Retail investors could get more support when issuers of retail bonds default.
The regulatory arm of the Singapore Exchange (SGX) will look at ways to improve disclosure of information to investors and what options they have when things go belly up.
SGX Regulation (SGX RegCo) chief executive Tan Boon Gin announced the initiative during an update on the organisation's measures. He said: "The default by issuers of retail bonds has been an issue of public concern. We acknowledge this.
"We will put together in the next few months a working group comprising industry professionals, investors and SGX RegCo, to review and see what is needed to improve disclosures and make clearer what happens in a default."
The group will look at how investors can better organise themselves and how they can better exercise their rights in the event of a default. It will also explore how more clarity can be provided on the role of the trustee, which is required for retail bonds.
Better ways to disclose financial ratios will be examined so that retail investors can get a better idea of the health of any given company. Mr Tan added that a public consultation will follow.
The moves come amid the ongoing problems at debt-laden Hyflux that have hit retail investors.
Associate Professor Lawrence Loh of the National University of Singapore said: "While the current initiative is not directly linked to Hyflux, there are many lessons to be learnt in terms of disclosure and default management."

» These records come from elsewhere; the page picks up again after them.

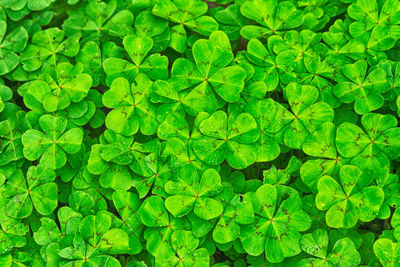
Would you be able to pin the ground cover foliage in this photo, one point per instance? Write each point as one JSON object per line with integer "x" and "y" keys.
{"x": 191, "y": 133}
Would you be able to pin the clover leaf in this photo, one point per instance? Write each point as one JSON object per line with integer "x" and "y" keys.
{"x": 114, "y": 161}
{"x": 131, "y": 109}
{"x": 137, "y": 48}
{"x": 192, "y": 192}
{"x": 175, "y": 130}
{"x": 174, "y": 100}
{"x": 277, "y": 227}
{"x": 155, "y": 171}
{"x": 233, "y": 140}
{"x": 12, "y": 234}
{"x": 361, "y": 87}
{"x": 238, "y": 211}
{"x": 100, "y": 18}
{"x": 271, "y": 118}
{"x": 49, "y": 46}
{"x": 266, "y": 66}
{"x": 211, "y": 72}
{"x": 185, "y": 246}
{"x": 387, "y": 251}
{"x": 67, "y": 84}
{"x": 92, "y": 56}
{"x": 13, "y": 43}
{"x": 10, "y": 137}
{"x": 127, "y": 205}
{"x": 316, "y": 244}
{"x": 349, "y": 202}
{"x": 369, "y": 18}
{"x": 307, "y": 115}
{"x": 82, "y": 253}
{"x": 188, "y": 14}
{"x": 274, "y": 17}
{"x": 371, "y": 149}
{"x": 36, "y": 190}
{"x": 321, "y": 144}
{"x": 51, "y": 145}
{"x": 154, "y": 215}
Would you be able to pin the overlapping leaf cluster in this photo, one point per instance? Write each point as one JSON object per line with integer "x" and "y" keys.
{"x": 199, "y": 133}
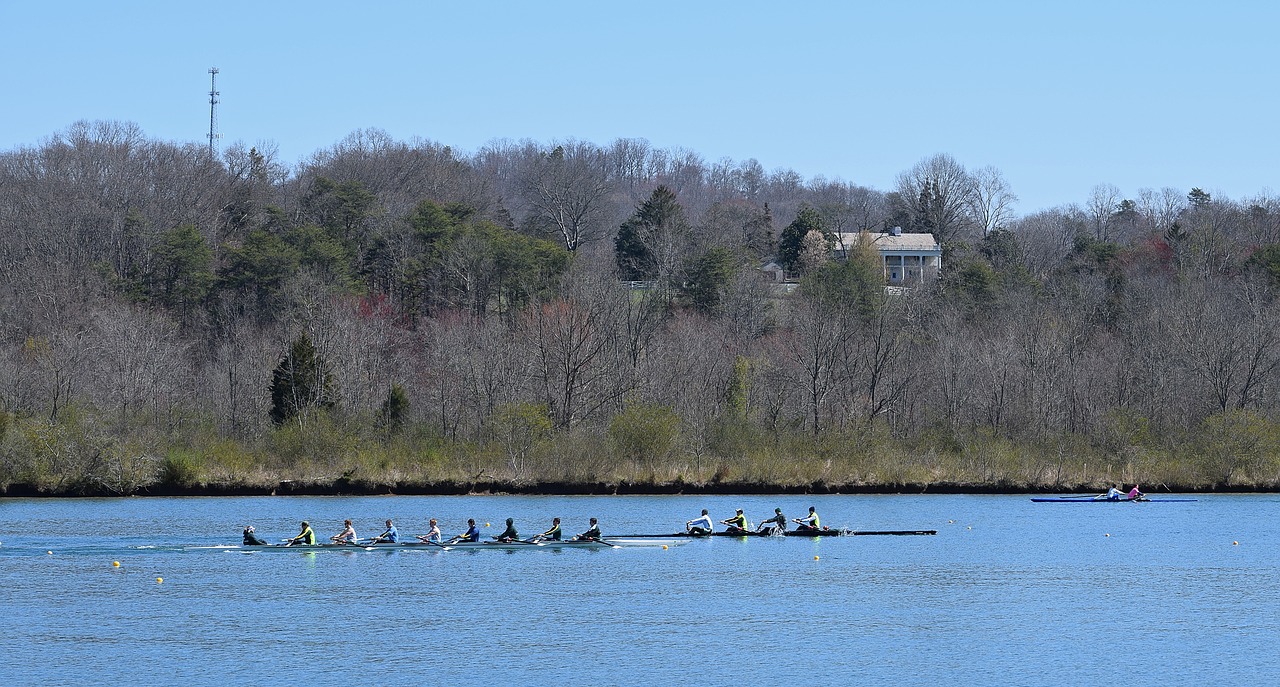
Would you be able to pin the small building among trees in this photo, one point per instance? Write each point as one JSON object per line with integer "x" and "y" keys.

Securities Investors Association (Singapore) president David Gerald added: "The recent bond defaults... have highlighted the difficulties encountered by bond holders in organising themselves, taking collective decisions, negotiating for better terms of restructuring, being able to obtain the requisite legal or financial advice and enforcing their rights under the bonds documentation."
Prof Loh said SGX RegCo's move to strengthen disclosures is a necessary step in the right direction.
"It is critical that the right... information gets to the retail investors in a timely manner. It is also important that these investors know how to interpret and use the information, particularly so for the risk aspects," he added.
"The basic need is for retail investors to understand their rights and priority of claims in the event of defaults. These should even be made clear at the onset, which is the point of purchase."